2. Having received any of the following treatments in Table 3 within the
specified timeframe before the baseline visit.
3. Pregnant women (positive pregnancy test result at screening or baseline
visit), breastfeeding women, or women planning a pregnancy during the clinical
study.
4. Any medical or psychological condition at the screening visit that may put
the subject at significant risk according to the investigator*s judgment, if
he/she participates in the clinical study, or may interfere with study
assessments (eg, poor venous access or needle-phobia).

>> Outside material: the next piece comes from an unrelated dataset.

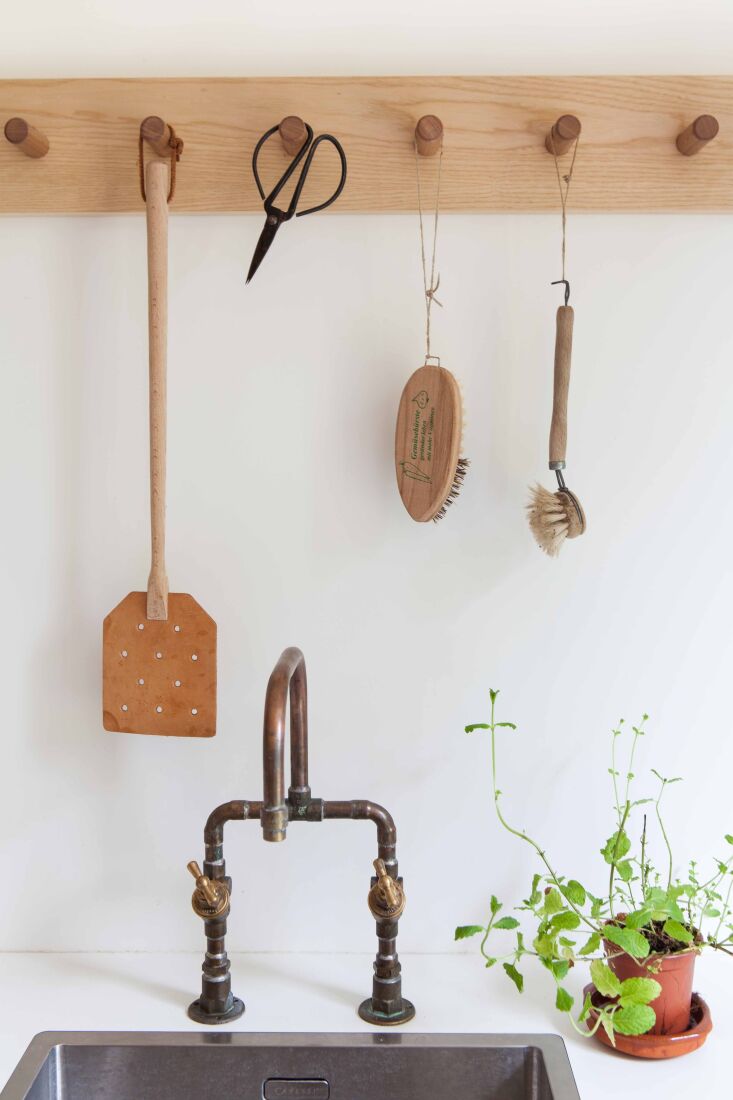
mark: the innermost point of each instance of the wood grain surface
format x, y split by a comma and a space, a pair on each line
160, 674
427, 440
494, 141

5. Planning or expected to have a major surgical procedure during the clinical
study.
6. Subjects unwilling to refrain from using prohibited medications during the
clinical study (see Section 8.4.9.2).

Additional Exclusion Criteria: For new adolescent subjects or for subjects who
do not rollover from a prior nemolizumab study within 28 days of completing
final study assessments during the lead-in study:
7. Body weight < 30 kg.
8. Subjects meeting 1 or more of the following criteria at screening or
baseline:
8a. Had an asthma exacerbation requiring hospitalization in the preceding 12
months;
8b. Reporting asthma that has been not well controlled (ie, symptoms occurring
on > 2 days per week, nighttime awakenings 2 or more times per week, or some
interference with normal activities) during the preceding 3 months;
8c. Asthma Control Test (ACT) <= 19 (only for subjects with a history of asthma);
8d. Peak expiratory flow < 80% of the predicted value.

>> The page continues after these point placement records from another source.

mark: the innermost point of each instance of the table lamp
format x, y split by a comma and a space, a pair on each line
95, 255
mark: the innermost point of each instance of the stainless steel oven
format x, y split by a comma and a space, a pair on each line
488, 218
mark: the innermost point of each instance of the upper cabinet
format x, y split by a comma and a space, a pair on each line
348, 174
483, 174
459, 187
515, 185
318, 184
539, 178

Note: In the event that PEF is * 80% of the predicted value at the screening
visit, PEF testing can be repeated once within 48 hours:
• For subjects without a history of asthma
• For subjects with a history of asthma but if the ACT score is >19 at
screening.
9. Subjects with a current medical history of chronic obstructive pulmonary
disease and/or chronic bronchitis.
10. Cutaneous infection within 1 week before the baseline visit, any infection
requiring treatment with oral or parenteral antibiotics, antivirals,
antiparasitics, or antifungals within 2 weeks before the baseline visit, or any
confirmed or suspected COVID-19 infection within 2 weeks before the screening
or baseline visit. Subjects may be rescreened once the infection has resolved.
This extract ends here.